El pueblo -de momento- de Villamayor de Gállego está viviendo uno de los momentos más convulsos de su historia reciente.

La situación actual de la localidad podría calificarse como una división entre los partidarios de volver a ser un barrio y los que quieren seguir siendo un pueblo independiente de los dictados del Ayuntamiento de Zaragoza; aunque eso sí el problema necesita de una explicación más profunda.

Muchas han sido las movilizaciones por las que gran parte de los vecinos de la localidad han expuesto su disconformidad con las decisiones de su Ayuntamiento.

A los debates encarnizados sobre la nueva adhesión de la localidad a la ciudad de Zaragoza (han pasado poco más de dos años desde que se desagregó de la capital), en los últimas semanas un nuevo torpedo ha estallado en la sede concejal de Villamayor que gobierna el partido socialista (PSOE), un partido que mantiene una postura de gobierno que está provocando enormes crispaciones entre los vecinos.

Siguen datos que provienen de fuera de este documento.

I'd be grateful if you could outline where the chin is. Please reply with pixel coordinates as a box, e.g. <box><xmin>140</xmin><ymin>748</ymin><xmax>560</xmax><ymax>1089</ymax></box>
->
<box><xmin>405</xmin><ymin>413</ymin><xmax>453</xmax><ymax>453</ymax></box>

                              

Imagen de la plataforma juventud pro-pueblo de Villamayor. Agencias

Un nuevo caso de estas crispaciones se dio hace unas fechas. El grupo político de Chunta Aragonesista presentó una propuesta al equipo de gobierno que consistía en la actuación del grupo local “China-Chana”, en una iniciativa por difundir la oferta cultural de la localidad en una única actuación en la Plaza del Planillo del pueblo zaragozano. Pese a ser un acto fuera de todo interés político, los dirigentes del Ayuntamiento rechazaron la propuesta al considerar que la situación vecinal en este momento no se vería favorecida en absoluto, ya que puede haber un grupo importante de vecinos que se pueden sentir agraviados con la realización del mismo”. ¡Personas agraviadas por la realización de un concierto! Curioso, ¿no?. Quizá sea porque los componentes del grupo sean partidarios de un Villamayor como pueblo, idea que se da bruces con lo que pretende el grupo político socialista.

En definitiva, un hecho que aparte de constituir un atentado contra la libertad de expresión de los vecinos de Villamayor –no hay que olvidar que “China-Chana” es un grupo compuesto, casi en su totalidad, por vecinos de la localidad-; la medida no hace más que corroborar que la actuación concejal lo único que no busca es el desarrollo de la localidad en todos sus ámbitos, en este caso el cultural.